Teresa was sent by her order to India, and arrived in Calcutta, located on the Eastern side of the country near Bangladesh, in 1929 to teach geography and catechism at St. Mary’s School for girls. She made her final profession to join the Loreto order on May 24, 1937, becoming what she called the “spouse of Jesus” for “all eternity” and was henceforth called Mother Teresa. She continued to teach at St. Mary’s and in 1944, was made the principal of the school.
On September 10th, 1946, Mother Teresa was riding a train from Calcutta to Darjeeling for her annual retreat, when she received what she termed the “call within a call,” where Jesus’ thirst for souls took over her heart. Her desire to satiate that thirst and spread His love would become the motivating force in her life, driving her to establish the Missionaries of Charity, a religious community dedicated to “labouring at the salvation and sanctification of the poorest of the poor.” After nearly two years of planning and discernment, Mother Teresa received permission to begin, and on August 17, 1948, she dressed for the first time in her iconic white, blue-bordered sari, to leave the Loreto convent and enter the world of the poor.
She cared for the elderly, nursed the dying, washed the sick and desired to find Jesus in “the unwanted, the unloved and the uncared for.” After many months, former students from her time teaching began to join her, and on October 7, 1950, the Missionaries of Charity was officially established as a religious order in the Archdiocese of Calcutta.

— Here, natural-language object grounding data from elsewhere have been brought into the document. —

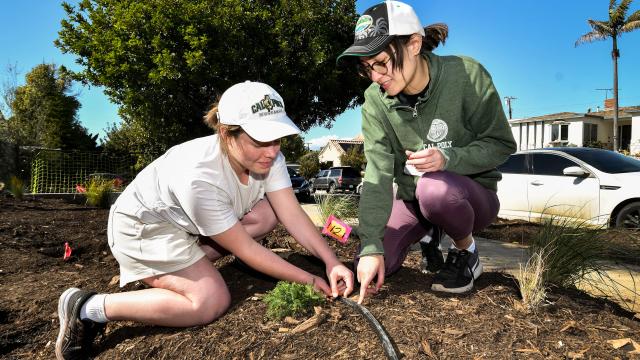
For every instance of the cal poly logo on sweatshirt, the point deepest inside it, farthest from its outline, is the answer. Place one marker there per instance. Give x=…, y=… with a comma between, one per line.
x=438, y=130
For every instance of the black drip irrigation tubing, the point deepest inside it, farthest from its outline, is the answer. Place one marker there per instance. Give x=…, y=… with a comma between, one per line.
x=387, y=344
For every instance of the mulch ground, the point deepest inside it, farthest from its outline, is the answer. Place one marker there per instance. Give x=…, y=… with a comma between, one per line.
x=485, y=324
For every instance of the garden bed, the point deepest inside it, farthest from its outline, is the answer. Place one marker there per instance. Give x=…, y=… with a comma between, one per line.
x=423, y=324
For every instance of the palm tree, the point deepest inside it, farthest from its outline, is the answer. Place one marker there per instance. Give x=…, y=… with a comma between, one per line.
x=612, y=28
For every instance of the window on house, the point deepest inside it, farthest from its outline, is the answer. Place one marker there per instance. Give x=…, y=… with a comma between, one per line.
x=589, y=133
x=559, y=132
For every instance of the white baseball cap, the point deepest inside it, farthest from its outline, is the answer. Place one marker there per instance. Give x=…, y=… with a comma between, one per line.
x=379, y=24
x=258, y=109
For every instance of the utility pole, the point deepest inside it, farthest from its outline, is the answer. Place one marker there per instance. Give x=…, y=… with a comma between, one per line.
x=507, y=101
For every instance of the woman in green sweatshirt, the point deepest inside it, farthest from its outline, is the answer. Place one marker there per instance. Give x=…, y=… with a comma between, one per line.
x=434, y=126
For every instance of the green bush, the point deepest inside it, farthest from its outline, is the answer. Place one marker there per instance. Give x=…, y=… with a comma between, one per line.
x=291, y=299
x=16, y=187
x=98, y=192
x=343, y=207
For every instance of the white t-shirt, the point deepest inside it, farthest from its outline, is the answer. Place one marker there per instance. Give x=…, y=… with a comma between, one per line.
x=193, y=187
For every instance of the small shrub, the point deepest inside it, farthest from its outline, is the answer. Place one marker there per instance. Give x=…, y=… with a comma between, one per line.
x=341, y=206
x=530, y=281
x=291, y=299
x=98, y=192
x=16, y=187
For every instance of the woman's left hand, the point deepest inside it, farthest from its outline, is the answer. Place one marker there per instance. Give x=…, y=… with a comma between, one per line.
x=427, y=160
x=340, y=279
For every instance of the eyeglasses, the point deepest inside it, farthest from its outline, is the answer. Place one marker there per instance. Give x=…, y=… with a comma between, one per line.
x=364, y=69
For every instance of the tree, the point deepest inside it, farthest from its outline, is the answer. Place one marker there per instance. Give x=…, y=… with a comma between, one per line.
x=616, y=25
x=354, y=157
x=309, y=165
x=166, y=61
x=43, y=113
x=292, y=147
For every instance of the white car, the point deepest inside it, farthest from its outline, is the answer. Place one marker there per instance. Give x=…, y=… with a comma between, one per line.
x=599, y=187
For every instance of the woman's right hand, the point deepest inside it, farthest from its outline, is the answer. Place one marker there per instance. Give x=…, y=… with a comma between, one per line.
x=369, y=267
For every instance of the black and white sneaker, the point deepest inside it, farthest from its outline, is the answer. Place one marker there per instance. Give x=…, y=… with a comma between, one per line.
x=76, y=336
x=432, y=259
x=460, y=270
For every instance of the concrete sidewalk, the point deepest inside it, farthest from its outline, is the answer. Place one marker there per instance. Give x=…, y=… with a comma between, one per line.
x=507, y=257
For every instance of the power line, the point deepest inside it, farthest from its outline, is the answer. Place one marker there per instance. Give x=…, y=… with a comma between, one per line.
x=606, y=92
x=507, y=100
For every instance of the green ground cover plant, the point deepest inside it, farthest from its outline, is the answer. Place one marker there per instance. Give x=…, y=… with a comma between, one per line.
x=291, y=299
x=98, y=192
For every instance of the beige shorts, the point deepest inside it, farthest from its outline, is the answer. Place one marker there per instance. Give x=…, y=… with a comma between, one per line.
x=146, y=250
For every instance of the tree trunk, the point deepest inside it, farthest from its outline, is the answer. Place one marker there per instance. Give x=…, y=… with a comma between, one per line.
x=615, y=54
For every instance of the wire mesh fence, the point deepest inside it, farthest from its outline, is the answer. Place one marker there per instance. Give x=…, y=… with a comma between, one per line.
x=57, y=171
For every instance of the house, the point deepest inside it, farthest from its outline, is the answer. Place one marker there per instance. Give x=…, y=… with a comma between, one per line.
x=579, y=129
x=331, y=152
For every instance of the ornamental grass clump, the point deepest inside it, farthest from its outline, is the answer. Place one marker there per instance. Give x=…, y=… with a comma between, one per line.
x=344, y=207
x=578, y=255
x=98, y=192
x=530, y=281
x=291, y=299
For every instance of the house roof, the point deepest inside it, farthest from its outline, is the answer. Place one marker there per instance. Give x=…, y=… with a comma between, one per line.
x=627, y=111
x=343, y=146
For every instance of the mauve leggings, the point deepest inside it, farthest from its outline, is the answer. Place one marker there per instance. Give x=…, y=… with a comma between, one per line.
x=455, y=203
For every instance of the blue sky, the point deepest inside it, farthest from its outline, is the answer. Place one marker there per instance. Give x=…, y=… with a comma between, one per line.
x=527, y=46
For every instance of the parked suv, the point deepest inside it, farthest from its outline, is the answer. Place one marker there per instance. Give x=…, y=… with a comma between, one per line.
x=339, y=178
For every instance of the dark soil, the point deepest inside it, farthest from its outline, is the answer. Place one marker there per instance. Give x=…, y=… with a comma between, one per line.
x=424, y=325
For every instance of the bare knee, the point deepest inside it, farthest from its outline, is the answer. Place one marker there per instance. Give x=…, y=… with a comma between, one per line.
x=210, y=305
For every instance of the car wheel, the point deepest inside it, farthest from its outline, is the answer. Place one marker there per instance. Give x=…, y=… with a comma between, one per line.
x=629, y=216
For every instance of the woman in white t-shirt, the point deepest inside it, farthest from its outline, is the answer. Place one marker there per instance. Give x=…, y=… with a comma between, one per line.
x=212, y=187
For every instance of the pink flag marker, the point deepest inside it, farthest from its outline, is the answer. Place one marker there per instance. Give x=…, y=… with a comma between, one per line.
x=67, y=251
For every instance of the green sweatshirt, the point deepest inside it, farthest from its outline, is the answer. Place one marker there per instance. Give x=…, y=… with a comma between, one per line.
x=461, y=114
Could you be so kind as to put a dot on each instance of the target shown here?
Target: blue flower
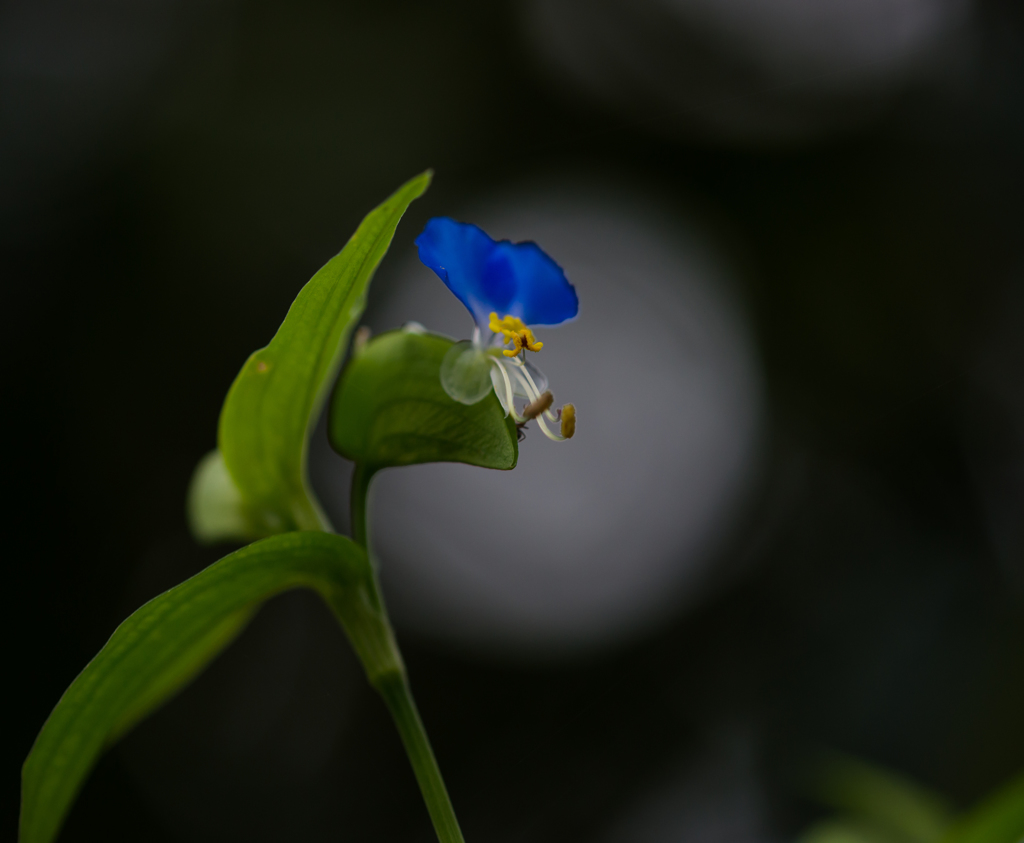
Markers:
(506, 287)
(510, 279)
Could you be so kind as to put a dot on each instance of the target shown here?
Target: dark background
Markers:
(181, 169)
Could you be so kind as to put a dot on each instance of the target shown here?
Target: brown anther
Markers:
(536, 408)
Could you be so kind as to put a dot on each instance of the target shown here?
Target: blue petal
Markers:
(543, 294)
(505, 278)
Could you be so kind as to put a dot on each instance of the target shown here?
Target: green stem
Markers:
(392, 684)
(394, 689)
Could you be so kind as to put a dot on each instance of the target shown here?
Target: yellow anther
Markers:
(568, 421)
(516, 333)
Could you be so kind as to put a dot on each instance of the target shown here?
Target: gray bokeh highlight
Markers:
(587, 541)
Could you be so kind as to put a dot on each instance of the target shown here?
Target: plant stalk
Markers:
(393, 687)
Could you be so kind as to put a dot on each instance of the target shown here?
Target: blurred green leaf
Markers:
(170, 639)
(275, 398)
(893, 805)
(998, 819)
(848, 830)
(389, 409)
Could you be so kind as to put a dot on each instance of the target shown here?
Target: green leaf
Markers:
(896, 806)
(389, 409)
(849, 831)
(275, 398)
(170, 639)
(998, 819)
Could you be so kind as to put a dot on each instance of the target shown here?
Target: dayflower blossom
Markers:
(507, 287)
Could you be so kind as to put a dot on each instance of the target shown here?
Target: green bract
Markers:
(389, 410)
(276, 397)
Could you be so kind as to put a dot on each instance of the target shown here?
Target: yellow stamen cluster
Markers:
(516, 333)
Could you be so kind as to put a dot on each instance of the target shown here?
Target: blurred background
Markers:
(793, 519)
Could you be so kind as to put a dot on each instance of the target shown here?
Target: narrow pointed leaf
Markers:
(389, 409)
(171, 638)
(274, 401)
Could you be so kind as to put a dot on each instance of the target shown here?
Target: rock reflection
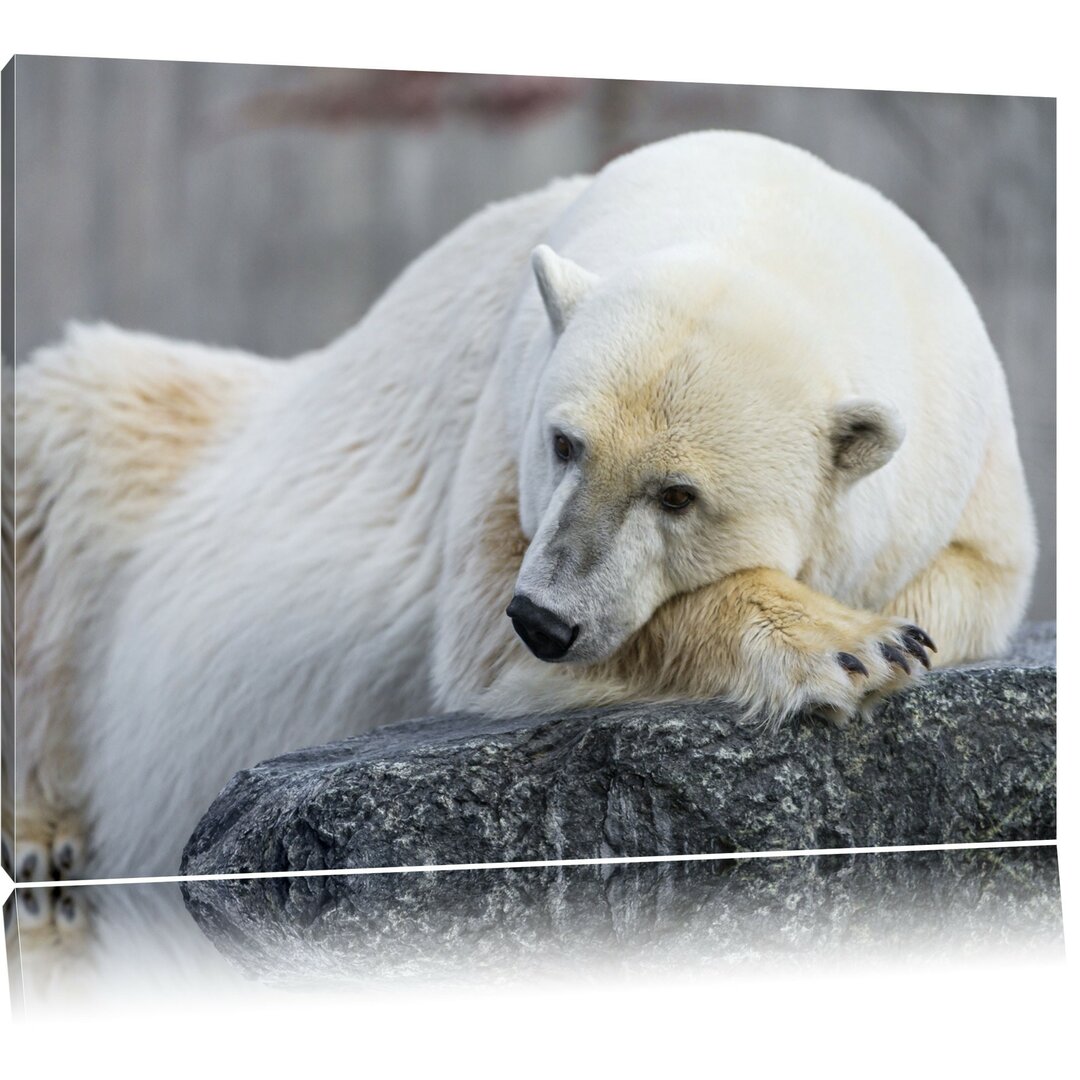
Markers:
(688, 916)
(100, 946)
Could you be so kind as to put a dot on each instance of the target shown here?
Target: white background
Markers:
(989, 1021)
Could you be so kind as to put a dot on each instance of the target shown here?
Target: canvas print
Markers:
(414, 469)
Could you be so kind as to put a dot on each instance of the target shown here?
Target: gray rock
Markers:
(964, 755)
(598, 919)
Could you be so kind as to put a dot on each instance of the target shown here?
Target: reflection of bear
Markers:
(746, 437)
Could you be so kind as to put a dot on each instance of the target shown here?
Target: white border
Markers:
(1014, 49)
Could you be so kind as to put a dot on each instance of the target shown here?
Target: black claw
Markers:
(895, 657)
(921, 636)
(916, 650)
(848, 662)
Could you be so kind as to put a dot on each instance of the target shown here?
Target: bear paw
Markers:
(841, 670)
(50, 850)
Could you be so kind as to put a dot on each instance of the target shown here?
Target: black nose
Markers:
(542, 631)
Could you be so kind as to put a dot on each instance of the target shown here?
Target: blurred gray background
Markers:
(266, 207)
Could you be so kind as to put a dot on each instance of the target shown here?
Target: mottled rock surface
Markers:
(673, 917)
(964, 755)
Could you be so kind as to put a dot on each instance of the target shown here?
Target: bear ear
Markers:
(563, 284)
(865, 434)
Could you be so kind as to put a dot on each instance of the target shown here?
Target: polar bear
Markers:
(716, 421)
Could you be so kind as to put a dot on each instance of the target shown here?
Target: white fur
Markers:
(315, 569)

Through Mother Teresa’s hard work in the 1950’s, and Pope Paul VI granting them the Decree of Praise (an official measure from the Holy See which elevated their order to the recognition of pontifical right) in 1965, the Missionaries of Charity began opening houses in Venezuela, Rome, Tanzania, and even in Communist countries such as the former Soviet Union, Albania and Cuba.
Throughout all of the rapid growth, Mother Teresa remained rooted in the Lord, bearing witness to the joy of loving and respecting the dignity of every human person, while doing little things with great love. She persevered through what she called the “painful night” of her soul, where she experienced a deep, abiding feeling of being separated from God, starting around the time she began working for the poor, and leading up to the end of her life.
Despite this “darkness” and her deteriorating health, she never wavered, and by 1997, there were more than 4,000 Missionaries of Charity in nearly 600 foundations across 123 different countries. She blessed her successor as Superior General for the Missionaries of Charity in March 1997, before returning to Calcutta to spend her final weeks, passing away on September 5th, 1997. She was granted the honor of a state funeral by the Government of India, and less than two years after her death, Pope John Paul II permitted the opening of her Cause of Canonization.
Mother Teresa was a radiant, loving servant of Christ, who ventured boldly out into the world to tirelessly reach the poor and serve the unwanted.